Das Rheingau Musikfestival hat dieses Jahr unter anderem einen Fokus auf Vivaldis Vier Jahreszeiten – weshalb gerade in diesem Jahr, wo das Werk doch erst 2025 sein 300jähriges Bestehen feiert, erschließt sich mir nicht. Unabhängig davon ist die Auseinandersetzung mit dem Werk aus unterschiedlichen Perspektiven natürlich wertvoll.
In Klassik meets Folk wird das Werk von Martynas Levickis und dem von ihm gegründeten Mikroorkéstra aufgeführt. Martynas Levickis ist einer der erfolgreichsten Akkordeonspieler der Welt – ich hatte ihn vor drei Jahren schon einmal erlebt. Damals im Leipziger Gewandhaus, diesmal im Casals Forum in Kronberg. Das Casals Forum ist für Kammermusik wie sie hier geboten wurde einfach perfekt!
Den vier Konzerten wurde jeweils ein litauisches Volkslied vorangestellt; Matynas Levickis hat dazu offenbar eine intensive Beziehung.
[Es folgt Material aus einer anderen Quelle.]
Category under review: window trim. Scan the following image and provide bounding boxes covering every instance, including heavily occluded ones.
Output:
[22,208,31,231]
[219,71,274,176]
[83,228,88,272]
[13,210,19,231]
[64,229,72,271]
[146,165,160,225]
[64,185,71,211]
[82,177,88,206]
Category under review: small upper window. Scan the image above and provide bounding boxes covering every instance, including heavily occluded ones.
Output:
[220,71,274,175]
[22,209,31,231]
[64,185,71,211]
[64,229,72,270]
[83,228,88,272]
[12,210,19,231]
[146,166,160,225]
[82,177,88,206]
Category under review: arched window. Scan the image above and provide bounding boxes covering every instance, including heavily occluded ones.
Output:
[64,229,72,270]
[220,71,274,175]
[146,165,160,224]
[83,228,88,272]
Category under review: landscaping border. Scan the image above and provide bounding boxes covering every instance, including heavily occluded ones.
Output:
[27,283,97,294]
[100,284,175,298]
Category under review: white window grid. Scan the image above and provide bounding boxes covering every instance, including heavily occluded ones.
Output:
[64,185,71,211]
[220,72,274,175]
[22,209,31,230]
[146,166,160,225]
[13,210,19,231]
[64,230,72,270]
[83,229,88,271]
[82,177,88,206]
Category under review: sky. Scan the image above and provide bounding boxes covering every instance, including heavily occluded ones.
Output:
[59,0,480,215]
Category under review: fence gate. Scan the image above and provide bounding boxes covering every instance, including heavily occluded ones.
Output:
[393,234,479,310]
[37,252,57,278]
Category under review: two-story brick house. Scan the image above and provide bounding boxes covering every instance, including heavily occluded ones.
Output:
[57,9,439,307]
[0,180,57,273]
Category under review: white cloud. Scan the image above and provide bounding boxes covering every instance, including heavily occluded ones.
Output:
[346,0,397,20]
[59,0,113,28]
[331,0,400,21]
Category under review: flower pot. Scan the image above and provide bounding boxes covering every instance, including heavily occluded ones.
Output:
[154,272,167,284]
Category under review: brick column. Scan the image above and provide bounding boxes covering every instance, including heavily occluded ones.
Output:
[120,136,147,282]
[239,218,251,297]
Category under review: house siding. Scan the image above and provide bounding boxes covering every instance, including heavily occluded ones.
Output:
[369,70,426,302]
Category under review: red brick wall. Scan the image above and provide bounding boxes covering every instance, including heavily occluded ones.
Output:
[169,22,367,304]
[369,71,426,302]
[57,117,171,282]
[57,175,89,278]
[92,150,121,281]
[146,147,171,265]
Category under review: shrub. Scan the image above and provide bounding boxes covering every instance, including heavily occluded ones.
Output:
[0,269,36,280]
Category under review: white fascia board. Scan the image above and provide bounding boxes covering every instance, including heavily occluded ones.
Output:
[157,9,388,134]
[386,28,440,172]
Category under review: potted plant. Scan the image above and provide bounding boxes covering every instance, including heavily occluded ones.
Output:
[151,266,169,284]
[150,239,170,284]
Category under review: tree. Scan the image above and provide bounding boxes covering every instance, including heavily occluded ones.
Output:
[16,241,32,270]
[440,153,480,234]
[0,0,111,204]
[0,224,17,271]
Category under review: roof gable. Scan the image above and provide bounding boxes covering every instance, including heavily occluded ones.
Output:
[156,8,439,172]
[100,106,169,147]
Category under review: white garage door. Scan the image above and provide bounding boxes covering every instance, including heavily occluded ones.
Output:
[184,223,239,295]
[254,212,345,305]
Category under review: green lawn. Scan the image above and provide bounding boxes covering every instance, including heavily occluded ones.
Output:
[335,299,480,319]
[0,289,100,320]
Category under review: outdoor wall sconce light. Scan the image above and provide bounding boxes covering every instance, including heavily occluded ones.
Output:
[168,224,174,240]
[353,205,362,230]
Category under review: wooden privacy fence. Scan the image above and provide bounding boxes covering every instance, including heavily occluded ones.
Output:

Das spürte man auch! Mir war erst nicht klar, ob er die Volkslieder selbst komponiert oder nur arrangiert hatte, aber letzteres war wohl der Fall. Auf jeden Fall war das Arrangement ganz besonders: den Instrumenten wurden teilweise Töne entlockt, die über ihr übliches Klangspektrum hinaus gingen – ohne aber jemals unangenehm zu klingen! Besonders das vierte Volkslied Rūta žalioj hat mich und das Publikum begeistert und es kam zum spontanen Applaus. Ich habe es nur in einer Fassung ohne Mikroorkéstra gefunden:
Auch das Arrangement der vier Jahreszeiten war einzigartig. Levickis übernahm natürlich die Rolle der Solovioline, hat dabei aber das Spektrum des Akkordeons voll ausgereizt, so dass er manchmal wie ein Holzblasinstrument, manchmal wie ein Horn, manchmal aber auch wie eine Orgel klang. Manchmal war aber auch nur das Atmen des Blasebalgs zu hören.
Dabei spielte er aber immer intensiv mit dem Mikroorkéstra – bestehend aus dreizehn Streichern plus Cembalo – zusammen! Oft war er den Violinen auf der einen Seite, dann wieder den Celli auf der anderen Seite zugewandt. Auf jeden Fall wurde intensiv kommuniziert und alle Musiker vermittelten den Eindruck, dass sie viel Spaß hatten. Und diese Freude hat sich auch auf das Publikum übertragen.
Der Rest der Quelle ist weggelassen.